Bryan Perro (B.A. art dramatique, 92) a déjà annoncé ses couleurs pour cette prochaine série, Wariwulf, qui portera sur les loups-garous. L’écrivain natif de la Mauricie est fasciné depuis longtemps par cette bête légendaire. «En chacun de nous se cache un monstre refoulé par l’impératif de vivre en société, explique-t-il. Le loup-garou est l’incarnation de cette double nature humaine.»
Diplômé de l’UQAM, Perro a presque complété une maîtrise à l’Université du Québec à Trois-Rivières. Il y a quelques années, il mettait la touche finale à son mémoire, intitulé Le loup-garou dans la tradition orale au Québec, quand Amos Daragon a fait irruption dans sa vie. Plutôt qu’un diplôme de deuxième cycle, il a obtenu un immense succès populaire : les 12 tomes de sa série se sont écoulés à plus d’un million d’exemplaires au Canada (en français uniquement) et ont été traduits en 18 langues, notamment en russe, en bulgare, en roumain, en croate, en allemand, en portugais et en japonais.
Du théâtre au roman
«C’est grâce à la lecture des tragédiens grecs dans un cours de dramaturgie que s’est développé mon intérêt pour le monde fascinant de la mythologie, se rappelle l’auteur.
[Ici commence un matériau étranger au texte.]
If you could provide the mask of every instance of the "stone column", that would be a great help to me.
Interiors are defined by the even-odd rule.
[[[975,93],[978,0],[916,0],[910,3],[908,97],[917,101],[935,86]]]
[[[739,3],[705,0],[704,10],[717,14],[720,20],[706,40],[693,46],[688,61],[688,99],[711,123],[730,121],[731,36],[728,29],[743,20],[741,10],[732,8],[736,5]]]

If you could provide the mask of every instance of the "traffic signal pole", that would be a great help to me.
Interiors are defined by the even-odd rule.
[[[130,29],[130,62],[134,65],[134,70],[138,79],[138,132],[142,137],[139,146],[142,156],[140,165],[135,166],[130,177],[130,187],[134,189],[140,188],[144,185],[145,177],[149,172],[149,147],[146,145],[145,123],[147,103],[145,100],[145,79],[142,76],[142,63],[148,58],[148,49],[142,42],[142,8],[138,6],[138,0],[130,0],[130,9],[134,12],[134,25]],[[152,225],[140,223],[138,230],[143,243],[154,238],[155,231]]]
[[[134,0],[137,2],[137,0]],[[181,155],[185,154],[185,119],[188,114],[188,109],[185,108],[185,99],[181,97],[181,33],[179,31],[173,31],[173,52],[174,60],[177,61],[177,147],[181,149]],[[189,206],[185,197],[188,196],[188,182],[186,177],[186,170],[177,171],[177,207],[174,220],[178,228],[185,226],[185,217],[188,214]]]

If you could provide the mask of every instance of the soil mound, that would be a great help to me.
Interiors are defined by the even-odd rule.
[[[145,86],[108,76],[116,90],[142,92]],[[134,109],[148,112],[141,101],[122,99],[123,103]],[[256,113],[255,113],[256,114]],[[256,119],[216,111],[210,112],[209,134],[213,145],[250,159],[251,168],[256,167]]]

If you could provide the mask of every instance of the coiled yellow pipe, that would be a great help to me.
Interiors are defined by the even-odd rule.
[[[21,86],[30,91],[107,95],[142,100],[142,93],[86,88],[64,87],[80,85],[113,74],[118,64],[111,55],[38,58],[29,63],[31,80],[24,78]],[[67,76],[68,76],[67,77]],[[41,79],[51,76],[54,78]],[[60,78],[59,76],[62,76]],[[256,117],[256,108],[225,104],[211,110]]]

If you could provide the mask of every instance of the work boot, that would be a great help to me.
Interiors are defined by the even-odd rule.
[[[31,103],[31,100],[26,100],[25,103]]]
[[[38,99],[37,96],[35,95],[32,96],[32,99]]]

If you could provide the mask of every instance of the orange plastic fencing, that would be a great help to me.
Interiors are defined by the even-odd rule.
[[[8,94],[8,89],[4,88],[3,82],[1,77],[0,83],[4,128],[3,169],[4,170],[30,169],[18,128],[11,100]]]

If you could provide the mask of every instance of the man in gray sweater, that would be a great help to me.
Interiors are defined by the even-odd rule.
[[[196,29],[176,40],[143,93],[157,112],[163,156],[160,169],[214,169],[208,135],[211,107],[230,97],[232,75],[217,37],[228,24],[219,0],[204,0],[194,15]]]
Tous les autres étudiants avaient détesté cette partie du cours, tandis que j’avais dévoré les œuvres d’Eschyle, Euripide et Sophocle.»
L’intérêt de Perro pour la mythologie, les contes et les légendes se reflète dès sa sortie de l’UQAM dans les pièces qu’il écrit, met en scène et interprète au sein d’une compagnie de théâtre régionale, fondée avec des amis peu après son embauche au cégep de Shawinigan, où il enseigne le théâtre et la littérature. «Mon intérêt pour le jeu et la mise en scène s’est ensuite estompé, raconte-t-il, mais pas celui pour l’écriture. Je me suis tourné vers le roman parce que j’avais le goût d’une création qui se suffit à elle-même.»
Son premier roman, Marmotte, est publié en 1998 aux éditions des Glanures, une petite maison de Shawinigan. Les critiques sont plutôt bonnes, mais le public n’est pas au rendez-vous et la maison d’édition déclare faillite peu après. Michel Brûlé, éditeur des Intouchables, se montre intéressé au travail de Bryan Perro et publie ses deux romans suivants, Mon frère de la planète des fruits (2001) et Pourquoi j’ai tué mon père (2002). Ce troisième roman est autobiographique. Il raconte la relation entre Perro et son père, un entraîneur sportif qui l’a poussé à courir le Marathon de Montréal à 12 ans. «Au total, mes trois premiers romans n’ont pas dépassé les 1 000 exemplaires vendus, confie l’écrivain. J’étais vraiment déçu.»
Le meilleur marqueur
Quand Michel Brûlé lui demande d’écrire, en un an (!), les trois premiers tomes d’une série fantastico-mythologico-médiévale s’adressant aux jeunes de 9 à 14 ans, Perro refuse. Il ne peut pas conjuguer une telle somme de travail avec son emploi d’enseignant. Son éditeur lui offre alors une avance sur ses futurs droits d’auteur. «Je lui ai dit Écoute, Michel, tu sais très bien que ma spécialité, ce sont les livres qui ne se vendent pas», raconte-t-il en riant. Brûlé insiste et lui sert sa métaphore sportive : «Je crois que tu peux être mon meilleur marqueur si je te donne de la glace.» Un an plus tard, la série compte trois titres.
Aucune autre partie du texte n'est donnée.